Blueprints for the Common Good
Blueprints for the Common Good
Insights Article
Some years back, asked to teach a first-year seminar on service for my university, I titled the course, “Service for What?” Together, the students and I read Jane Addams, Martin Luther King Jr., Kurt Vonnegut, Andrew Carnegie and more. But, as I later learned, what the students took away from the course was not any particular book or idea about service. What they took away was the question mark in the course title. For some reason my students loved that question mark, and they were soon attaching it to every other course they had to take. Statistics for What? Christian Tradition for What? Human Anatomy … and Engineering … and History … for What?
The moral of this story, I suppose, is that one person’s take-away may be another person’s question mark.
Two weeks ago, in the late light of a February afternoon, I had the privilege of facilitating Lake Institute’s first Distinguished Visitors Dialogue, a new series bringing together exemplary leaders from the fields of faith and philanthropy for conversation and reflection. For this inaugural dialogue, titled “Faith and Philanthropy: Blueprints for the Common Good?,” our delightfully distinguished visitors were Bishop Jennifer Baskerville Burrows, of the Episcopal Diocese of Indianapolis, and David Dodson, recently retired president of MDC, a nonprofit organization helping Southern leaders and communities advance economic mobility for people on the margins through education, employment, economic security, and strategic philanthropy.

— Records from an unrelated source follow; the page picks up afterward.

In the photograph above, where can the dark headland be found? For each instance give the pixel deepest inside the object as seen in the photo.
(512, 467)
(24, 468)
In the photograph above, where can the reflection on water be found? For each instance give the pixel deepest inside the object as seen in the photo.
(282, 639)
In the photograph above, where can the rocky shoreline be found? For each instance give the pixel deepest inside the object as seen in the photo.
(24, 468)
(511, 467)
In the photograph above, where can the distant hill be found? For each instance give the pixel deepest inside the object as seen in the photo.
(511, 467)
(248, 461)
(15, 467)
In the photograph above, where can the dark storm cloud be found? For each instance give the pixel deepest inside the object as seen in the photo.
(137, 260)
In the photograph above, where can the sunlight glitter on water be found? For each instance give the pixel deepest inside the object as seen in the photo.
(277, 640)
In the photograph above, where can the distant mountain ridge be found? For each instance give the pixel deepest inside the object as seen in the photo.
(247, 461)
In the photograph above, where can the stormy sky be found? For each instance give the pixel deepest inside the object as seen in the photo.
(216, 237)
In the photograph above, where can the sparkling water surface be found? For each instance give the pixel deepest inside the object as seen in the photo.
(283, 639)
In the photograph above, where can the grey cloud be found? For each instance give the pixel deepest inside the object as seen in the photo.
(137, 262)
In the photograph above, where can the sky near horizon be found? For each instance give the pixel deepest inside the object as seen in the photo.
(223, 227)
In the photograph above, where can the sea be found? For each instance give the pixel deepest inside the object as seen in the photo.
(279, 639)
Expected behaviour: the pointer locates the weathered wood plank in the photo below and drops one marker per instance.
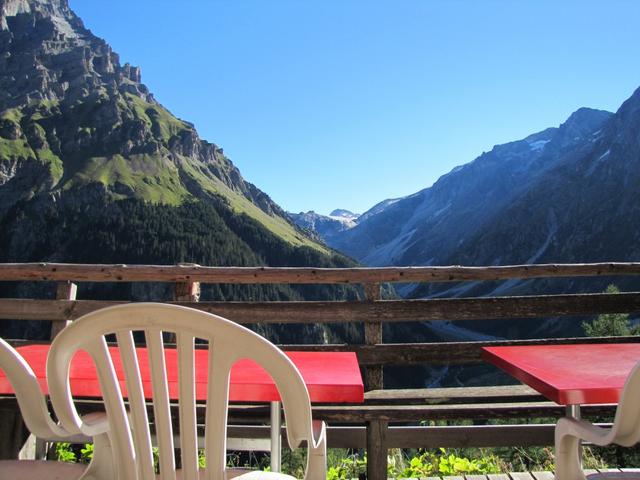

Together, for more than an hour, we talked about what faith and philanthropy can do to help create a better world.
I hope you will listen to this recording of our conversation and form some take-aways for your own time and place. Here are a few take-aways of my own, from the many wise, hard and hopeful things that our two distinguished visitors discussed.
The Beloved Community
First, and profoundly, David Dodson and Bishop Jennifer Baskerville-Burrows gave us a vision of the good society. They noted that, at their best, both faith and philanthropy call us to seek a world in which all persons are loved, known and heard, a world in which all are treated with dignity and respect. Whether we name this ideal ‘the common good,’ or ‘the beloved community,’ it is a compelling and hopeful vision of a world in which, in Bishop Jennifer’s clarion words, “all can thrive, all are loved. Period. No conditions. No qualifiers. I care about your well-being as much as I care about my own.” This vision of the good, shared and sharpened by both speakers, was a striking and welcome antidote to so much current public tug-and-pull that, as David Dodson put it, treats the common good as “a zero-sum game.”
Second, across this nation, communities are reckoning in new ways with America’s long record of failure to recognize the humanity of all its people. We are coming to acknowledge, unevenly but increasingly, that the world—and often the wealth—we have inherited has been built on acts of racial inequity and economic injustice, acts that cannot be ignored when we decide how to live or how to give. In the words of David Dodson, this makes the present moment “at once a hard time and a wonderful time.” It is hard because we must first atone for that past, and in the process grieve lost understandings of ourselves—and wonderful, because we know that we can decide to live differently with one another. To borrow from the inaugural poem of Amanda Gorman, “Being American is more than a pride we inherit/ It’s how we step into the past and repair it.”
Hard and Wonderful Moment
In this “hard and wonderful” moment, our speakers noted communities have the opportunity to step into their past and repair it—and religious and philanthropic leaders are essential helpers for this ‘holy work.’ Both David Dodson and Bishop Jennifer lifted up the leadership of specific community foundations, from Indianapolis to Charlottesville and beyond, in setting the table and starting needed conversation about racial inequity and restorative justice. And both speakers spoke at length about the spiritual gifts that faith traditions can bring to that community table: love and forgiveness in the face of fear, shared narratives in place of disparate stories, a language of hope, and trust in abundance in contrast to mindsets of scarcity and competition.
Toward a Common Purpose
We ultimately agreed that in this time faith and philanthropy should be working on this together. It is probably important to ask, then, what is keeping us apart? Bishop Jennifer and David Dodson reflected on this crucial question in turn, noting the anxieties about sectarianism that make philanthropic leaders sometimes “skittish” about working with faith leaders. As David put it, philanthropic leaders today have a “huge opportunity to recognize the non-sectarian work of faith institutions [as] holy work.” This is a moment to move toward one another with “open hands,” agreed the Bishop, and recognize we are working toward a common purpose.
Surely such dialogues are a place to start.
These were just a few of my take-ways from the conversation with Bishop Jennifer and David Dodson. I hope you will listen here. What are your take-aways? Where would you put your question mark?